To resolve this, you need to assemble a team of professionals to start working on this. Typically, you would create a group consisting of4:
- Senior members of your organization who understand your business and how things are connected in the enterprise.
- Skilled communicators who can easily communicate the concepts developed.
- Change leaders who can lead and drive change and adoption in the organization.
- Architects and technicians who can instantiate the resulting language into systems and the overall architecture.
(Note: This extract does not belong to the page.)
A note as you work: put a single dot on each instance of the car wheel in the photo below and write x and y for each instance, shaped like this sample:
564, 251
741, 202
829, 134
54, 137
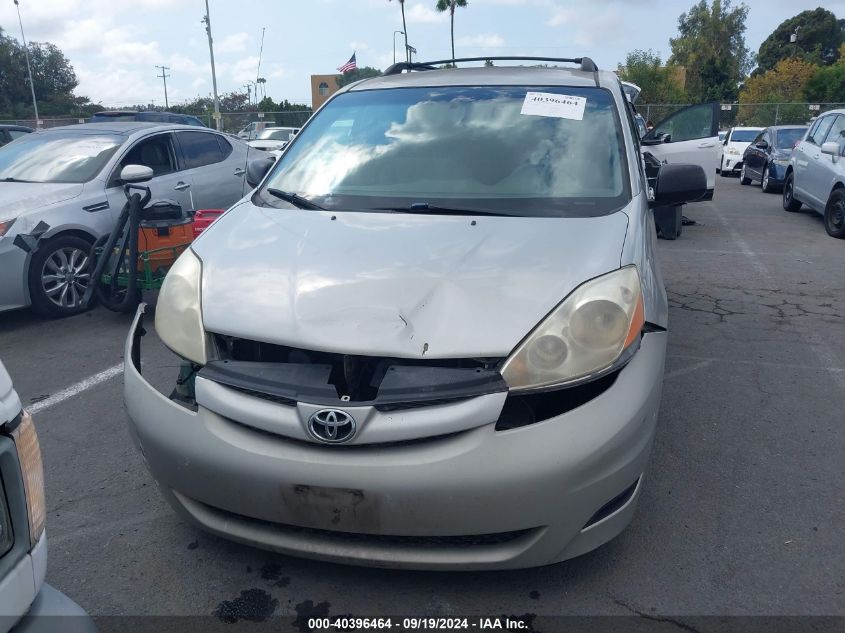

The challenges organizations face with conflicting data definitions and a lack of a common language for data and information are bigger than what most Organizations would like to admit. We’ve introduced the concept of an Operational Reference Model which is the foundation for a “Rosetta stone for data,” i.e., a comprehensive system that would enable an organization to have a single source of truth and a common understanding of data across all systems, departments, and teams. The Rosetta stone approach includes data, information, an information model, and an Operational Reference Model. To establish a common language for data and information, we recommend building the first part of an Operational Reference Model that defines the types of data and the relationships between them, and using this as the foundation for establishing a governance framework that includes policies, procedures, and standards for data collection, storage, and sharing. The article also highlights the importance of shared definitions for data and suggests using a data catalog or data dictionary to store them.
In conclusion, the democratization of data requires a common language and shared definitions built on an Operational Reference Model. These concepts are essential for ensuring that everyone within an organization can understand and use data, regardless of their role or level within the organization. These tools and practices can help organizations establish a common language, shared definitions, and a single source of truth for data and information, which will ultimately lead to better data-driven decision making, improved efficiency and drive growth.